CHRONIQUE D’UNE COMMUNICATION MANQUÉE !
Le monde de la tauromachie a toujours été caractérisé par l’influence de la presse et de la communication. Par le passé, on a vu les « critiques taurins » prendre partie en faveur de telle ou telle figura du moment, ce qui entretenait la polémique et même des engouements qu’après coup, on peut estimer excessifs. L’influence de cette communication dépendait de « signatures » éminentes qui donnaient plus ou moins de répercussion aux comptes-rendus « partisans » des corridas, notamment dans les plus grandes plazas espagnoles. C’est ainsi qu’après le duel « Joselito-Belmonte », la presse mobilisa 25 ans plus tard, les « partidarios » de Manolete et Luis Miguel Dominguin. Comme nous le savons, ces deux competencias exacerbées s’achevèrent tragiquement. Plus tard, Ernest Hemingway s’impliqua directement dans la concurrence des deux beaux-frères, Luis Miguel et Antonio Ordoñez.
L’époque de la médiatisation est arrivée avec l’apparition, dans les années 60, de la télévision en Espagne qui permit d’atteindre plus facilement les masses populaires. Cette période fut marquée par l’apogée de Manuel Benitez « El Cordobes » qui n’eut pas de véritable concurrent à ce niveau, car les autres maestros de l’époque et leurs mentors ne souhaitaient pas rentrer dans ce jeu médiatique. Pourtant Paco Camino, Santiago Martin « El Viti » et leur compagnon Diego Puerta étaient aussi les maestros prestigieux de la fin des années 60 et début 70.
De nos jours, la généralisation de la télévision des grandes ferias et l’invasion d’internet, magnifique invention qui est trop souvent pervertie, ont complètement modifié le rôle de la presse et de la communication. Cela nous a amenés à l’ère d’un marketing effréné, tout autant dans le lancement des novilleros, dans la communication des figuras, que dans le montage des ferias pour « inventer » l’évènement. Depuis 2012, on assiste aussi à des activités promotionnelles en tous sens (places gratuites offertes par les toreros, toreo de salon dans les lieux publics avec la jeunesse, invitation des practicos aux tientas…), sans oublier la touche glamour. Il est vrai que Luis Miguel, grand précurseur, avait devancé tout le monde sur ce terrain. Heureusement le toro, avec ses impondérables et ses surprises, est là pour rappeler que tout n’est pas dans la « com » et que les meilleurs montages peuvent être chamboulés.

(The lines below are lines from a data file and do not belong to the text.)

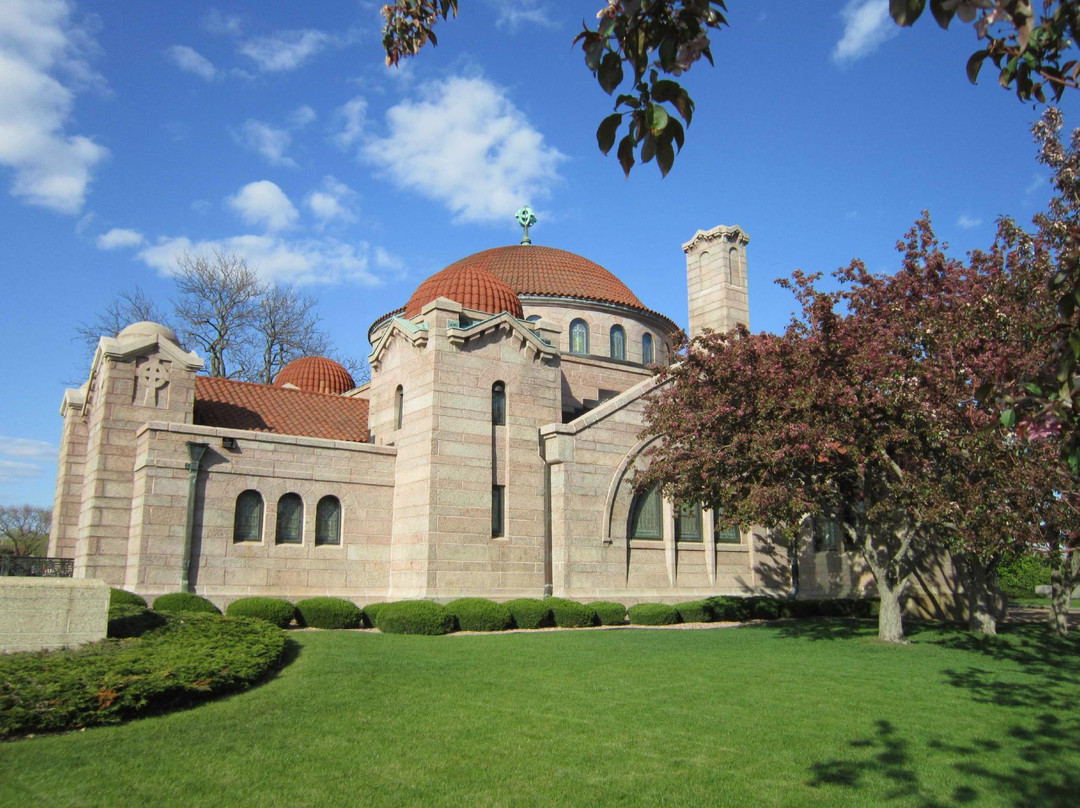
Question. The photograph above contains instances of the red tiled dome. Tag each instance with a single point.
(315, 375)
(551, 272)
(472, 286)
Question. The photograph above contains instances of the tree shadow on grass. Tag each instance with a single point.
(1031, 763)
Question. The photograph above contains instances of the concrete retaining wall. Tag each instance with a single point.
(51, 613)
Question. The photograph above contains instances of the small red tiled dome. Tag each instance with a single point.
(473, 287)
(315, 375)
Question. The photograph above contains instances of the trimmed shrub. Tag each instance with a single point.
(129, 620)
(696, 611)
(372, 614)
(652, 614)
(608, 613)
(328, 613)
(569, 614)
(184, 602)
(529, 613)
(415, 617)
(480, 614)
(191, 658)
(273, 610)
(123, 597)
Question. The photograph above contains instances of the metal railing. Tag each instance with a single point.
(36, 566)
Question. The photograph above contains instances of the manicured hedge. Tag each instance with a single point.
(480, 614)
(129, 620)
(570, 614)
(696, 611)
(415, 617)
(608, 613)
(274, 610)
(184, 602)
(529, 613)
(191, 658)
(122, 596)
(328, 613)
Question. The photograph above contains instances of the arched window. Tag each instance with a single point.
(646, 515)
(498, 404)
(688, 523)
(647, 354)
(289, 520)
(328, 521)
(618, 342)
(247, 521)
(579, 337)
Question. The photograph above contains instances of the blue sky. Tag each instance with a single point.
(133, 131)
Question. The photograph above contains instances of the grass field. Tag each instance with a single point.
(794, 714)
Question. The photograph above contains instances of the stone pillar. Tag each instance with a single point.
(716, 280)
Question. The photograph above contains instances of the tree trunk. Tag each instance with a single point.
(982, 586)
(1063, 579)
(891, 616)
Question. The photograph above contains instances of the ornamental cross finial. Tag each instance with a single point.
(526, 218)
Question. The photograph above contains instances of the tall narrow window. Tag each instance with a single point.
(498, 510)
(289, 520)
(688, 523)
(618, 342)
(647, 354)
(328, 521)
(579, 337)
(646, 515)
(247, 521)
(498, 404)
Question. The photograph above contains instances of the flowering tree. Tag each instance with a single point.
(637, 46)
(874, 408)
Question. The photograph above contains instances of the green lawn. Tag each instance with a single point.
(812, 713)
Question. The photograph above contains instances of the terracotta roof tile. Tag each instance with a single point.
(315, 375)
(264, 408)
(471, 286)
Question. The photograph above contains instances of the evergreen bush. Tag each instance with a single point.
(184, 602)
(274, 610)
(415, 617)
(328, 613)
(191, 658)
(696, 611)
(529, 613)
(652, 614)
(122, 596)
(608, 613)
(130, 620)
(569, 614)
(480, 614)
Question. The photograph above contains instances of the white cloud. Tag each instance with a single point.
(333, 202)
(118, 238)
(284, 50)
(866, 27)
(264, 203)
(352, 116)
(299, 261)
(24, 448)
(270, 142)
(192, 62)
(523, 13)
(464, 144)
(37, 40)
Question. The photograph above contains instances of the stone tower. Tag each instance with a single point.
(716, 279)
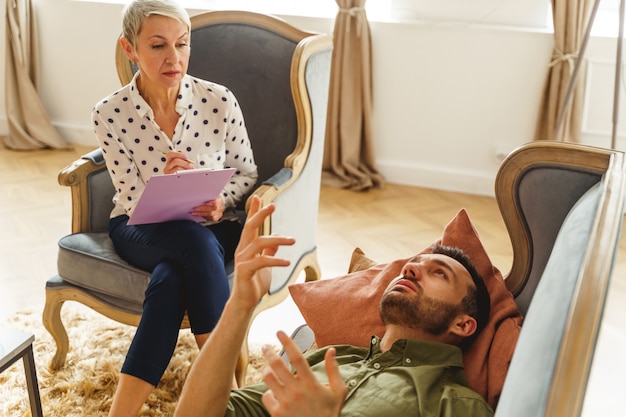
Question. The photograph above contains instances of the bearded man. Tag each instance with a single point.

La feria d’avril de Séville 2013 est l’exemple même de cet échec. L’empresa avait bâti son programme (sans la télévision), sur l’encerrona de Manzanares, le mano a mano El Cid-Luque et la présence d’El Juli dans 3 corridas, dont les Miura qui, traditionnellement, clôturent la feria le « Dimanche des Farolillos ». El Juli avait démarré en trombe cette féria en « ouvrant » la Porte du Prince le dimanche et paraissait devoir tout écraser. Malheureusement, la cornada sérieuse infligée par le Victoriano del Rio a tout remis en cause. Surtout que le mano a mano des toreros sévillans, face aux Victorino, fut ennuyeux ainsi que l’encerrona de Manzanarès dont on attendait tant. Les figuras motivées par le succès du Juli n’ont pu « remater » leurs actuations. Malgré une envie évidente (ex : Castella, Talavante, Perera), ils n’ont pu compenser le comportement des toros choisis pas l’empresa et leurs veedors.
Même le succès méritant du jeune Nazare ainsi que l’oreille de Manzanares face aux Victoriano del Rio, ne resteront pas dans l’histoire. Seul Morante de la Puebla s’était positionné, par ses « passages » géniaux, à la hauteur d’El Juli. Tout le plan de marketing qui devait se conclure par la présence du maestro madrilène, face aux mythiques Miura, s’écroulait. L’empresa Pages n’avait pas d’autres solutions que d’appeler Manuel Escribano, réclamé par la « vraie » aficion sévillane et les journalistes indépendants. Les Miura, choisis par El Juli, permettaient (5 sur 6) des faenas adaptées pour des toreros spécialistes comme Rafaelillo et Javier Castano, qui ont réalisé des prestations intéressantes, même si le très bon deuxième méritait mieux.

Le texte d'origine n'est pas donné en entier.